Mississippi first, Massachusetts last in generosity survey

BOSTON - When it comes to charity, relatively poor Mississippi and other Bible Belt states are mighty generous, while New England ranks at the bottom in spite of its new economy, ''dot-com'' money.

Massachusetts finished dead last for the fourth time in six years in the Generosity Index released Monday.

''Some people think it's Yankee thrift in action,'' said George McCully, a member of the Committee to Encourage Charitable Giving, one of the groups that released the data.

The survey, compiled by the Urban Institute's National Center for Charitable Statistics, analyzed tax returns from 1998 to compare each state's average adjusted gross income with its average itemized charitable deduction.

Although it compared the average income of all residents with charitable giving data only from those who itemize - about one in four - people who itemize account for about 80 percent of charitable giving.

Organizers of the report acknowledge the method is imperfect and doesn't account for things such as volunteering, but they said it offers a reasonable comparison.

The 10 most generous states were in the southern Bible Belt, plus the Dakotas and heavily Mormon Utah.

Mississippi was at the head of the list with an average itemized charitable contribution of $4,070, even though average adjusted gross income ranked 49th in the nation at $31,056.

''Mississippians give freely of their time, efforts, talent and finances to help others in need,'' Mississippi Gov.
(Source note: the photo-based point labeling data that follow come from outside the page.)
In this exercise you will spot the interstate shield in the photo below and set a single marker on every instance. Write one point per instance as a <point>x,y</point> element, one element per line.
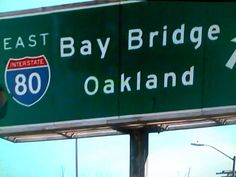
<point>27,79</point>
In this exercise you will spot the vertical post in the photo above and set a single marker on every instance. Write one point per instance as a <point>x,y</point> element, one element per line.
<point>138,153</point>
<point>233,171</point>
<point>76,158</point>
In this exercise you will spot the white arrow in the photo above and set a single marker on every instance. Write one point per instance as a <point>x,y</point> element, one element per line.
<point>232,60</point>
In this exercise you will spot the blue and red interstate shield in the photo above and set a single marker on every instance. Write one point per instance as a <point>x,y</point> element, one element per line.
<point>27,79</point>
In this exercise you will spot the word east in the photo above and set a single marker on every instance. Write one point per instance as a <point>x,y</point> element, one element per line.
<point>93,84</point>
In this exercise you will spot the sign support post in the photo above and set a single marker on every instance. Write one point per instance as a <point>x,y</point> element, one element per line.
<point>138,153</point>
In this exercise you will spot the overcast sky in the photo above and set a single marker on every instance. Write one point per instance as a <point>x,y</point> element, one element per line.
<point>170,152</point>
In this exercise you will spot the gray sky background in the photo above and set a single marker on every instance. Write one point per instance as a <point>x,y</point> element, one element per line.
<point>170,152</point>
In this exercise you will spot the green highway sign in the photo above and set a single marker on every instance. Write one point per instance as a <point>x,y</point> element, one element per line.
<point>152,60</point>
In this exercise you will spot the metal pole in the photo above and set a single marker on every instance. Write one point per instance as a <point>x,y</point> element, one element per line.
<point>76,158</point>
<point>233,171</point>
<point>138,153</point>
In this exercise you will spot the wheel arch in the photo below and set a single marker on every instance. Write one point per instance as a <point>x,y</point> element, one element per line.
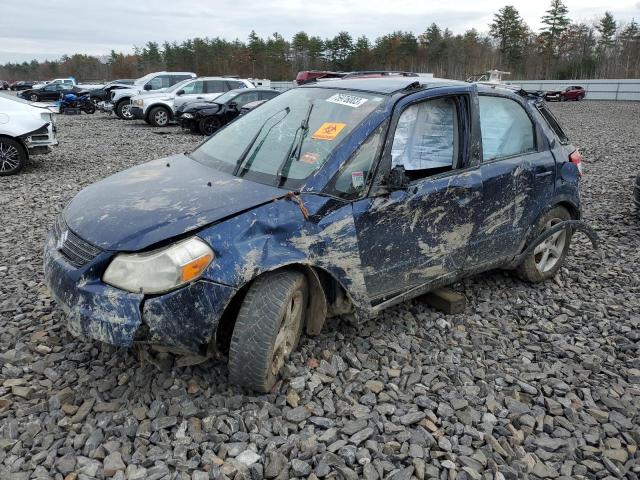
<point>20,141</point>
<point>327,298</point>
<point>155,105</point>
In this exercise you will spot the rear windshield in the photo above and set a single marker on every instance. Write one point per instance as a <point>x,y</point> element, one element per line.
<point>553,123</point>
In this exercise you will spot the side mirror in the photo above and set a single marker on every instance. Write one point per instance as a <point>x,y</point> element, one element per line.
<point>397,179</point>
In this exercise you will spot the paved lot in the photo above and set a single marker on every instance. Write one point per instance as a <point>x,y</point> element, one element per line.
<point>531,381</point>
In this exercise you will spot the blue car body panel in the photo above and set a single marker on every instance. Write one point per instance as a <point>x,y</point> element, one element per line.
<point>377,247</point>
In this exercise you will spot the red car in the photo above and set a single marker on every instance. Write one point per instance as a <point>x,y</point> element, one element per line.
<point>573,92</point>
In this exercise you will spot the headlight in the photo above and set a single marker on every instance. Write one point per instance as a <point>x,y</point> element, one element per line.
<point>160,270</point>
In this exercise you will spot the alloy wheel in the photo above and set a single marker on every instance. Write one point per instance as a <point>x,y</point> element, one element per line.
<point>161,118</point>
<point>549,252</point>
<point>9,157</point>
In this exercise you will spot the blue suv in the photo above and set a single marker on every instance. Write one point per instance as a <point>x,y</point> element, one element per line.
<point>337,198</point>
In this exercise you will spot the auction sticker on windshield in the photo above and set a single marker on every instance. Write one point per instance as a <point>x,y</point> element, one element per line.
<point>328,131</point>
<point>348,100</point>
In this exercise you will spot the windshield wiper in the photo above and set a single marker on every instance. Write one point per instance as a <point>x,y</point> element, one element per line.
<point>246,151</point>
<point>295,147</point>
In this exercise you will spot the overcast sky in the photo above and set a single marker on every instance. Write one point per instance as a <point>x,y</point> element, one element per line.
<point>46,29</point>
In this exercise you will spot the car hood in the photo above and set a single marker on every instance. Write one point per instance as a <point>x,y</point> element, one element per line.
<point>155,201</point>
<point>195,106</point>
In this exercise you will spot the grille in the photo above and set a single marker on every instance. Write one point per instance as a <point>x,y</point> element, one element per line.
<point>75,250</point>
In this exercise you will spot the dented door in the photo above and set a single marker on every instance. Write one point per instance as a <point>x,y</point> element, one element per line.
<point>416,236</point>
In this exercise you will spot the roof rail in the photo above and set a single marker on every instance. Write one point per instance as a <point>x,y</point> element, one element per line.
<point>383,73</point>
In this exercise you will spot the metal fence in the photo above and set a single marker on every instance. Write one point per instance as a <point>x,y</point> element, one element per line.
<point>596,89</point>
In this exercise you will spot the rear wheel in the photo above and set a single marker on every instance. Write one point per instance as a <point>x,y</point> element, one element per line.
<point>209,125</point>
<point>267,329</point>
<point>13,156</point>
<point>159,117</point>
<point>547,258</point>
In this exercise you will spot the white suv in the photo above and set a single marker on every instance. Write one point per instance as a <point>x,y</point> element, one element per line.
<point>158,81</point>
<point>158,108</point>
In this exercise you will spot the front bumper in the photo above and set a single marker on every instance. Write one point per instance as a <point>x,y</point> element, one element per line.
<point>187,123</point>
<point>137,112</point>
<point>184,320</point>
<point>105,107</point>
<point>42,140</point>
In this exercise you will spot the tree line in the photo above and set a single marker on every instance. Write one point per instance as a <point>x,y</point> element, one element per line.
<point>562,49</point>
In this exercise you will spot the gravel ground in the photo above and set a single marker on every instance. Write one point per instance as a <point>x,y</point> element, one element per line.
<point>535,381</point>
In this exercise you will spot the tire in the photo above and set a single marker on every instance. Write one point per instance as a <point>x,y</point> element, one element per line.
<point>122,110</point>
<point>267,329</point>
<point>545,261</point>
<point>159,117</point>
<point>13,156</point>
<point>209,125</point>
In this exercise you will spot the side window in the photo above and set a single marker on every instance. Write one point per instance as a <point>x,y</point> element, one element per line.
<point>245,98</point>
<point>161,81</point>
<point>215,86</point>
<point>353,177</point>
<point>177,79</point>
<point>506,128</point>
<point>426,138</point>
<point>234,84</point>
<point>193,87</point>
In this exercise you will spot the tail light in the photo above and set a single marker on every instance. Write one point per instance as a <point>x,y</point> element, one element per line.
<point>576,159</point>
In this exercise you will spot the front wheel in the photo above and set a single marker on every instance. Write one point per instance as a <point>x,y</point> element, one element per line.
<point>13,157</point>
<point>209,125</point>
<point>159,117</point>
<point>267,329</point>
<point>123,110</point>
<point>547,258</point>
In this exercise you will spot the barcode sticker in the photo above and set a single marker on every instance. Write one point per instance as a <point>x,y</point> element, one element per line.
<point>348,100</point>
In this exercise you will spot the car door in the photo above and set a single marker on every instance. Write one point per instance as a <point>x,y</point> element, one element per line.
<point>191,91</point>
<point>511,169</point>
<point>418,234</point>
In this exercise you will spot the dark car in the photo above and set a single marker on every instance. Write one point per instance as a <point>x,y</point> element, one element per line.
<point>338,198</point>
<point>207,117</point>
<point>21,85</point>
<point>103,94</point>
<point>49,92</point>
<point>573,92</point>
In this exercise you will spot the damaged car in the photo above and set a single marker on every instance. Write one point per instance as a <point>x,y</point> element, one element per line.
<point>340,198</point>
<point>25,130</point>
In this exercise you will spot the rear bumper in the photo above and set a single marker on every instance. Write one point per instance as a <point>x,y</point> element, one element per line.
<point>184,320</point>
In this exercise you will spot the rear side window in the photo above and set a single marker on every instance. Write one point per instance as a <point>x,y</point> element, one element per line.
<point>233,85</point>
<point>178,78</point>
<point>215,86</point>
<point>553,123</point>
<point>506,128</point>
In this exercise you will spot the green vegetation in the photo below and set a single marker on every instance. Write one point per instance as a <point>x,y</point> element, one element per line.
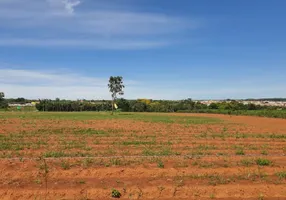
<point>281,175</point>
<point>146,117</point>
<point>115,88</point>
<point>160,164</point>
<point>263,162</point>
<point>115,193</point>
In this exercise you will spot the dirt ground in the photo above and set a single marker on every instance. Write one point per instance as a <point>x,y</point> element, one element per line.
<point>87,159</point>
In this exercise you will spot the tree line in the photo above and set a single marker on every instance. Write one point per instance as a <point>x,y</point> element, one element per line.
<point>145,105</point>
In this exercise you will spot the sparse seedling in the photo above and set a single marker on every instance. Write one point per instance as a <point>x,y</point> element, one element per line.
<point>263,162</point>
<point>160,164</point>
<point>115,193</point>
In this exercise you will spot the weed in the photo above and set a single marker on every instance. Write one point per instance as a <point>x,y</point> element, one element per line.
<point>264,152</point>
<point>115,193</point>
<point>65,165</point>
<point>160,164</point>
<point>281,175</point>
<point>261,197</point>
<point>263,162</point>
<point>115,161</point>
<point>246,162</point>
<point>239,152</point>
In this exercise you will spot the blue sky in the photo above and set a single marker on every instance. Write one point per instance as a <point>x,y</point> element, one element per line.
<point>201,49</point>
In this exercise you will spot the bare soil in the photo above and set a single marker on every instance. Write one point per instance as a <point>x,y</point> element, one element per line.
<point>155,160</point>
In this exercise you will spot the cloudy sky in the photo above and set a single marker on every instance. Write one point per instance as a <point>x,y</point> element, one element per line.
<point>201,49</point>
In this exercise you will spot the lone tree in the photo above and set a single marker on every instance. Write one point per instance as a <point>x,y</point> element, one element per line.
<point>116,88</point>
<point>2,95</point>
<point>3,103</point>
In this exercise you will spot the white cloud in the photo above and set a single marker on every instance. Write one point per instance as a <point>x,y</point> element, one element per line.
<point>87,44</point>
<point>40,84</point>
<point>67,5</point>
<point>58,23</point>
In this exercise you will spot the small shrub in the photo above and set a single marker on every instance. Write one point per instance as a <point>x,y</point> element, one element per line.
<point>65,165</point>
<point>246,162</point>
<point>264,152</point>
<point>160,164</point>
<point>263,162</point>
<point>281,175</point>
<point>115,193</point>
<point>239,152</point>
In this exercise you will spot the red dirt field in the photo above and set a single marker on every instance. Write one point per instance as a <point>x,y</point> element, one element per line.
<point>234,157</point>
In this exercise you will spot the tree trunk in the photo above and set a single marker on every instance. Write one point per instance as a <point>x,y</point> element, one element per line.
<point>112,106</point>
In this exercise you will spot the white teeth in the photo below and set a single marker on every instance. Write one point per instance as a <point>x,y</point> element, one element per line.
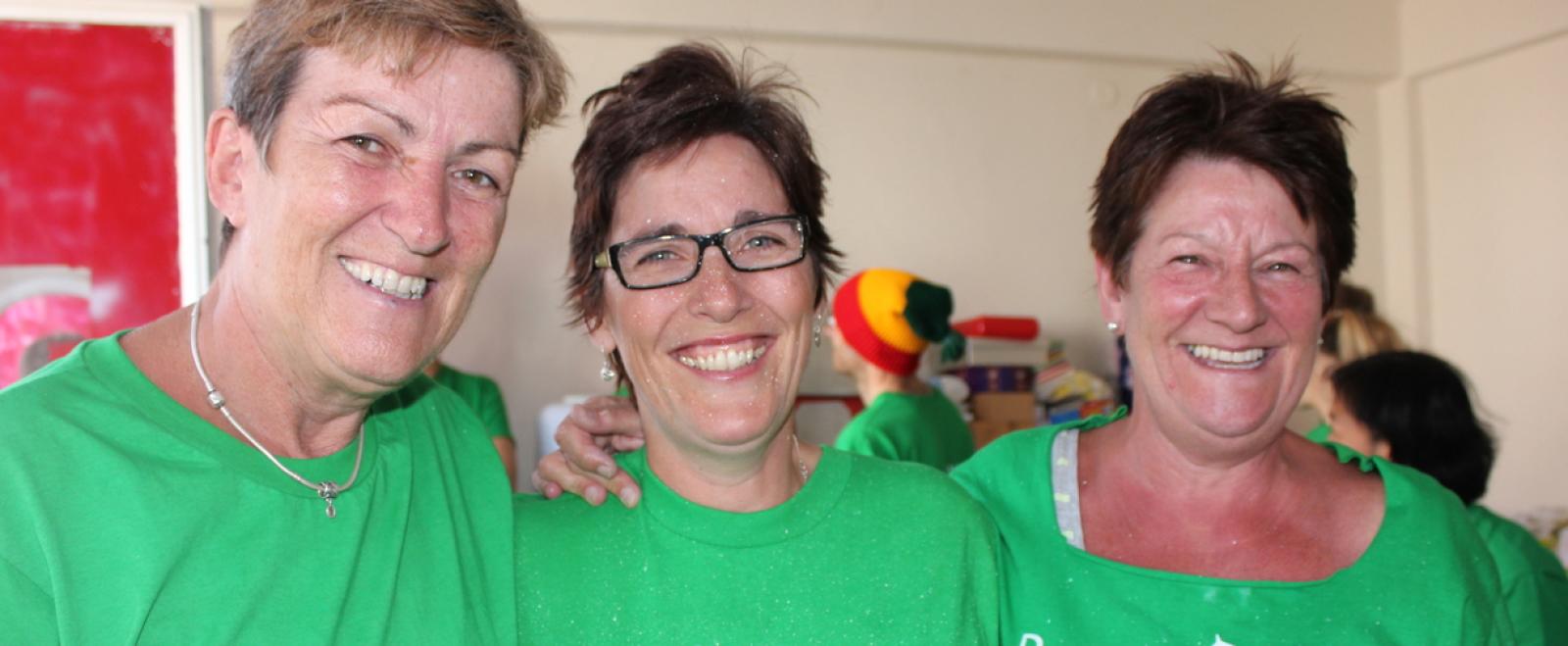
<point>1235,358</point>
<point>723,360</point>
<point>386,279</point>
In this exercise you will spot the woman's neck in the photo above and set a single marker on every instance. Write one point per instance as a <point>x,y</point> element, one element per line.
<point>284,410</point>
<point>742,481</point>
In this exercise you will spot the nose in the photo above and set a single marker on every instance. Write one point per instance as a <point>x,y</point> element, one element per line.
<point>419,211</point>
<point>1236,303</point>
<point>717,292</point>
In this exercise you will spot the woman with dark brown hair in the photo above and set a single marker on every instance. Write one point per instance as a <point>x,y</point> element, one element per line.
<point>698,264</point>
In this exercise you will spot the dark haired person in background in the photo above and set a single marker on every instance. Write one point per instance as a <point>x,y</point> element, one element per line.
<point>1415,410</point>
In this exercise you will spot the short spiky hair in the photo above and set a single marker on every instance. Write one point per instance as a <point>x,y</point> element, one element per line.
<point>1231,113</point>
<point>686,94</point>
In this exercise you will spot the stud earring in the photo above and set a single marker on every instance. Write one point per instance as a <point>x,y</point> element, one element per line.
<point>608,371</point>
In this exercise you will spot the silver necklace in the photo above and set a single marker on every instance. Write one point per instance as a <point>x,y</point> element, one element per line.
<point>799,462</point>
<point>326,489</point>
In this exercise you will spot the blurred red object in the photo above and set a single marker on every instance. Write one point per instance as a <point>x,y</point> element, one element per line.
<point>1015,328</point>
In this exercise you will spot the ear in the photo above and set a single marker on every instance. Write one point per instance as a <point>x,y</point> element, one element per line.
<point>1110,293</point>
<point>229,154</point>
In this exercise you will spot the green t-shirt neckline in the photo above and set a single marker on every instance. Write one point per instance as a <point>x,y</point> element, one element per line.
<point>109,363</point>
<point>789,520</point>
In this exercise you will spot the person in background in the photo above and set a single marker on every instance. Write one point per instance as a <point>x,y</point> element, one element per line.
<point>1352,329</point>
<point>882,322</point>
<point>269,465</point>
<point>483,395</point>
<point>1415,410</point>
<point>698,264</point>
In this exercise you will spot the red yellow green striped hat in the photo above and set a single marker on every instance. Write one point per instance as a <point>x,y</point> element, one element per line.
<point>891,316</point>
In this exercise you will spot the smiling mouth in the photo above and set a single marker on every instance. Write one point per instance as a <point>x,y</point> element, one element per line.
<point>728,358</point>
<point>386,279</point>
<point>1228,360</point>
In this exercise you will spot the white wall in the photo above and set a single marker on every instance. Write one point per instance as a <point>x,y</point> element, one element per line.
<point>1478,217</point>
<point>961,140</point>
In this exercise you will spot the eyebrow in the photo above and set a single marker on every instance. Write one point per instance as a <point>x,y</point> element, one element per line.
<point>1203,238</point>
<point>472,148</point>
<point>745,217</point>
<point>407,127</point>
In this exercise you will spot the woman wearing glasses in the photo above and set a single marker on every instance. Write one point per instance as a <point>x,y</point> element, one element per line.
<point>698,264</point>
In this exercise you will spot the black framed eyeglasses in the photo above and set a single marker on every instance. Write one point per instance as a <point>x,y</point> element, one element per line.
<point>662,261</point>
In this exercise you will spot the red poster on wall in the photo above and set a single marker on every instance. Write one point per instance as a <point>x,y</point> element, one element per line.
<point>90,190</point>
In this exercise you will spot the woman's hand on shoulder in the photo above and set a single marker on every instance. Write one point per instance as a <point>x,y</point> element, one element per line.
<point>584,466</point>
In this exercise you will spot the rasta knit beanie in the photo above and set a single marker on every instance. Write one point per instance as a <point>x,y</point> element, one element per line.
<point>891,316</point>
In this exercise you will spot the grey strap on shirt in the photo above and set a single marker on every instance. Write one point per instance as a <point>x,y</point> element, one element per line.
<point>1063,486</point>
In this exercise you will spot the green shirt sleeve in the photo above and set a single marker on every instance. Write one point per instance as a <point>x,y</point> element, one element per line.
<point>859,436</point>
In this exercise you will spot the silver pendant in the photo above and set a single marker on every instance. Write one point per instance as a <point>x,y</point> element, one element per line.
<point>329,494</point>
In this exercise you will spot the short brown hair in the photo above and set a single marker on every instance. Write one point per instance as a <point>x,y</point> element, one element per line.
<point>1233,113</point>
<point>686,94</point>
<point>269,49</point>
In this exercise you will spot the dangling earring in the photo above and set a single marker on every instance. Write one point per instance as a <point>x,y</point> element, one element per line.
<point>608,371</point>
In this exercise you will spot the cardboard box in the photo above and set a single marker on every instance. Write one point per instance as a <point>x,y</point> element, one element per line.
<point>996,378</point>
<point>987,431</point>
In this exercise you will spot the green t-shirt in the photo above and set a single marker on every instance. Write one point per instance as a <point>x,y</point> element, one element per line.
<point>1534,583</point>
<point>125,518</point>
<point>866,552</point>
<point>482,394</point>
<point>1426,579</point>
<point>911,428</point>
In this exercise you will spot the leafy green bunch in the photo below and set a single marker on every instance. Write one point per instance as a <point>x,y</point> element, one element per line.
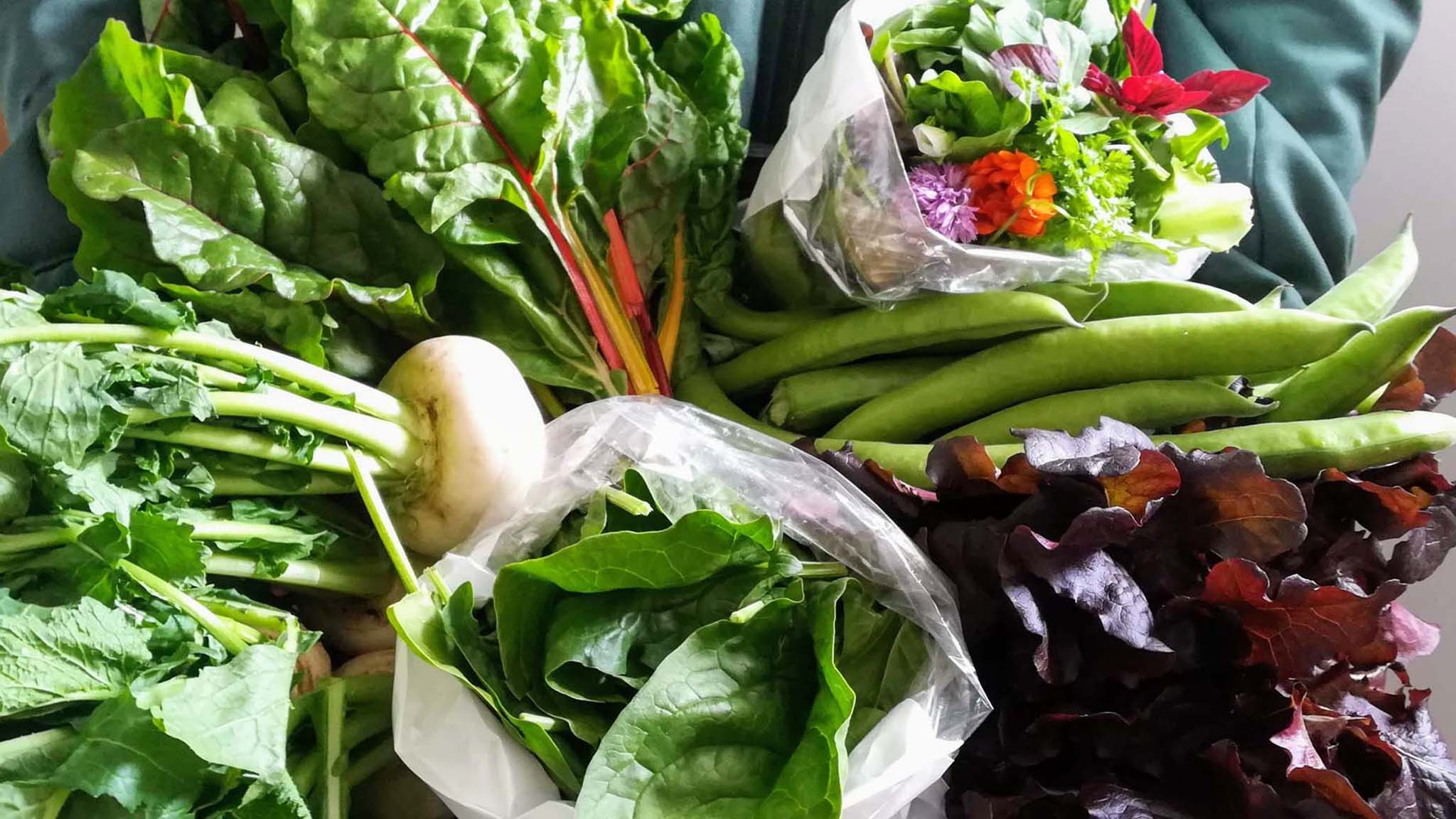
<point>139,675</point>
<point>312,201</point>
<point>1043,79</point>
<point>651,663</point>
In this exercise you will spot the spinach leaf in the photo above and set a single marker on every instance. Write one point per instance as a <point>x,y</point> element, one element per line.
<point>882,656</point>
<point>447,636</point>
<point>603,648</point>
<point>53,656</point>
<point>744,719</point>
<point>695,548</point>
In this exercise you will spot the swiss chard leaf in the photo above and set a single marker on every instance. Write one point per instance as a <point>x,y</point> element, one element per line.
<point>698,547</point>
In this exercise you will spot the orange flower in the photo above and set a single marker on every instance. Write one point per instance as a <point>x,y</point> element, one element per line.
<point>1011,193</point>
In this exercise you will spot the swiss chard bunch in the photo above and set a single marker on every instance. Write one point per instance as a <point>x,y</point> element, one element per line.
<point>1053,126</point>
<point>1179,634</point>
<point>648,663</point>
<point>536,190</point>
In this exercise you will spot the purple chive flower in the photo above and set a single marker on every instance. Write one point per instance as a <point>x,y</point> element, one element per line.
<point>944,196</point>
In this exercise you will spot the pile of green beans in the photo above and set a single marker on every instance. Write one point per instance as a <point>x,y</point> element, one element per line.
<point>1164,356</point>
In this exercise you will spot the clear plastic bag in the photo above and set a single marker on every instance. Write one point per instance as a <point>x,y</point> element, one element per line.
<point>837,181</point>
<point>692,459</point>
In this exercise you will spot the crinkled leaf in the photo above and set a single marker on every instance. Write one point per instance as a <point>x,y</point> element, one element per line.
<point>235,714</point>
<point>126,756</point>
<point>51,402</point>
<point>111,296</point>
<point>51,656</point>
Ronnie Musgrove said.

New England states were clustered at the bottom, joined in the lower 10 by Minnesota, New Jersey, Illinois, Colorado, Wisconsin, and Maryland.

In Massachusetts, where the average income was $51,812 - fourth in the nation - the average itemized gift was just $2,645.

The groups presenting the study said cost of living and state tax laws play some role in the differences, as do religious differences - New England has a higher percentage of Catholics, who they said are less likely to give to churches than Protestants who dominate in the South.

McCully said there is also clearly a cultural difference.

''You talk about Southern hospitality,'' McCully said. ''How many people have ever heard of New England hospitality?''

Several of the groups involved in the presentation support a Nov. 7 ballot initiative to create a Massachusetts state tax deduction that would encourage giving. After the ballot campaign began, the measure was passed by the state Legislature, so the ballot initiative is a mere formality.